Wednesday, July 30, 2014

J Street: Ceasefire Now

In its defining statement, J Street asserts that it believes in "a two-state solution, resulting in a Palestinian state living alongside Israel in peace and security"–and that "being pro-Israel doesn’t require supporting every policy of its government." That alone contrasts it with the older, hawkish AIPAC. J Street has just released a "Statement on the Gaza Conflict" calling for an immediate ceasefire, arrangements to avoid another round of violence in the near future and negotiations to reach a two-state solution:

• It is time for the fighting to end through a sustainable cease-fire agreement. J Street strongly supports Israel’s right to defend itself proportionately against the threat of relentless rockets and to destroy tunnels leading into Israel. We agree with Shimon Peres and other Israeli officials that the military objectives have largely been exhausted and it's now time for Israel to look for a way out of Gaza. Ultimately, there is no military victory over an ideology and no military solution to a fundamentally political conflict. We adamantly oppose calls for Israel to “reoccupy Gaza”.

• We support efforts by President Obama and Secretary of State Kerry as well as the engagement of other countries such as Egypt to bring about an immediate cease-fire. Any such cease-fire must account for Israel’s security concerns, specifically from rockets and tunnels, as well as Palestinian humanitarian needs, and should be structured to lead to negotiations to establish arrangements related to security, political issues and humanitarian assistance.
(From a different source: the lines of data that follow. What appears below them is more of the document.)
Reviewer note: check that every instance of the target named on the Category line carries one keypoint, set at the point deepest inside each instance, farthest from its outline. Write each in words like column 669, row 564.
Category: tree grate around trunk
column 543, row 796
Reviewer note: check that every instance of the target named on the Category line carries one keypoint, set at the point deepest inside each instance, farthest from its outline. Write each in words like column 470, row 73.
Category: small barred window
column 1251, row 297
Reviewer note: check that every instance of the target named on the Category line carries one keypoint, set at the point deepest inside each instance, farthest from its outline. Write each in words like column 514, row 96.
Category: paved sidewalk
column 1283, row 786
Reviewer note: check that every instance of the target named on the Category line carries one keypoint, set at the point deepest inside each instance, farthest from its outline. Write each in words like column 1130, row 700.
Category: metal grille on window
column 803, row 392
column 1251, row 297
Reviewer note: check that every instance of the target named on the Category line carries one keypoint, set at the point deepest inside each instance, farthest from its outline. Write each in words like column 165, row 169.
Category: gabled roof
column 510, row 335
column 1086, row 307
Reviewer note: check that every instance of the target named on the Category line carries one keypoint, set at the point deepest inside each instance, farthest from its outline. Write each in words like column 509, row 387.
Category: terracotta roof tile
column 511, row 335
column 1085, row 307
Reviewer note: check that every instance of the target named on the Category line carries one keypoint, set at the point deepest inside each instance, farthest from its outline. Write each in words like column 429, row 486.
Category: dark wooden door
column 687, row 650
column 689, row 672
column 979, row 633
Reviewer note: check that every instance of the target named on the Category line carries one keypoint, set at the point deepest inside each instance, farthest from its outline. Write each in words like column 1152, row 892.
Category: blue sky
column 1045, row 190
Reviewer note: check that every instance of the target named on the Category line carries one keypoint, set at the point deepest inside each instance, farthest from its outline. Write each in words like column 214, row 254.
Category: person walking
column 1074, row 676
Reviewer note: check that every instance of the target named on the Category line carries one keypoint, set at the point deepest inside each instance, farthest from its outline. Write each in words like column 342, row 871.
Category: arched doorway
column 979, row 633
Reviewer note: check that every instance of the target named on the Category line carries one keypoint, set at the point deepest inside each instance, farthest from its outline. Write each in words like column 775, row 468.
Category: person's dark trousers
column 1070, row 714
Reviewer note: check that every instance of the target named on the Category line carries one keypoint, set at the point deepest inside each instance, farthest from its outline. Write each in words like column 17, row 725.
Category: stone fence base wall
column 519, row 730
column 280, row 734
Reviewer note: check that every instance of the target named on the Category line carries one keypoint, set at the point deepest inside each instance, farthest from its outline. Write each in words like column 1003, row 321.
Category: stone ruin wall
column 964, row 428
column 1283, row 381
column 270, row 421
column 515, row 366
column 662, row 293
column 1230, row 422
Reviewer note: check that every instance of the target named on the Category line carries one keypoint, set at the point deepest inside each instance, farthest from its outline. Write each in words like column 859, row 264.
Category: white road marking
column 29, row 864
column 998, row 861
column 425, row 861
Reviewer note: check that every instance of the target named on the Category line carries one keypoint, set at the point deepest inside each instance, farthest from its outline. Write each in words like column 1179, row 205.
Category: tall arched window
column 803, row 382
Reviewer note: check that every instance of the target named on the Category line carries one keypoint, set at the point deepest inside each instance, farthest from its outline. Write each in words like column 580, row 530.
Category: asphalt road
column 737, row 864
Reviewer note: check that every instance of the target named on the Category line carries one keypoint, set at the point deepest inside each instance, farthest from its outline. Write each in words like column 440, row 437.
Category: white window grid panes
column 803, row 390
We support the inclusion of the Palestinian Authority in the cease-fire and in the negotiations around security, political arrangements and humanitarian assistance.

• We are deeply offended by attacks on and mischaracterizations of the Secretary’s efforts to resolve this crisis and his relationship to the state of Israel. We believe his pursuit of not only a cease-fire but a two-state solution represents the highest possible form of friendship to Israel and all the people of the region, and we salute and support the Secretary for his efforts.

• Every effort should be made to establish arrangements that minimize the chances that another round of violence erupts again in two years. A real solution for Gaza must (a) address Israel's legitimate security concerns from both rockets and tunnels, (b) establish a structure that brings the West Bank and Gaza together politically and allows Palestinian differences to be settled politically, and (c) address the serious humanitarian issues that face the civilian population in Gaza including greater freedom of movement for people and goods for non-military purposes. J Street supports those suggesting that cease-fire negotiations be used to advance prospects for a Palestinian unity government committed to early elections and demilitarization in Gaza. Allowing the previously-signed reconciliation agreement between Palestinian factions to move forward as part of the cease-fire deal might pave the way for a Palestinian government with a broad mandate and committed to a long-term cease-fire.

• The ongoing conflict between Israelis and Palestinians and the violence it spawns cannot be addressed without looking at the deeper issues that are at stake. This conflict didn’t start when the latest rockets began flying three weeks ago or with the terrible kidnapping and murder of three teenagers or Israel’s response to that incident. The roots of this conflict remain the tragic fight between two peoples over one land and the unresolved status of territory won by Israel in the 1967 war that has been occupied since and on which the Palestinian people will one day build their state. Failure to address and resolve these underlying issues through a two-state solution condemns both peoples to a never-ending spiral of violence that will only deepen as technology improves and hatred festers.

• We remain absolutely committed to achieving a comprehensive diplomatic resolution to the Israeli-Palestinian conflict that results in two states for two peoples. A never-ending and deepening cycle of violence will do nothing to advance that cause. Only a two-state solution that resolves the underlying conflict will ensure Israel’s safety, security and legitimacy as the democratic homeland of the Jewish people and provide the Palestinian people with freedom, dignity and self-determination.


Michael J. Mand said...

The only possible disagreement I might havrefers to re-occupying Gaza. If a re-occupation is used to build new infrastructure and to rebuild existing infrastructure, I might agree. Certainly, Hamas has used non of its resources, albeit limited, to help its own people. It appears to me that it devotes all of its energy to remaining in power and it uses its hatred of Israel as its vehicle for achieving governmental immortality. Unfortunately Israeli response plays right into Hamas's hand and only serves to strengthen its hold.

So, if Israel can afford it - and I'm sure it's less expensive than war - it could re-occupy and rebuild.

A precursor to peace must include a way to end the blockade, of which Egypt is a part, and a discontinuing of the building of settlements in the West Bank.

Otherwise, this article states positions with which I agree.

Jeff Tone said...

A re-occupation of Gaza will not happen. Neither Israel nor the Palestinians want it. The latter will not agree to supposed "nation-building" by the Israelis. This idea will only cause more strife.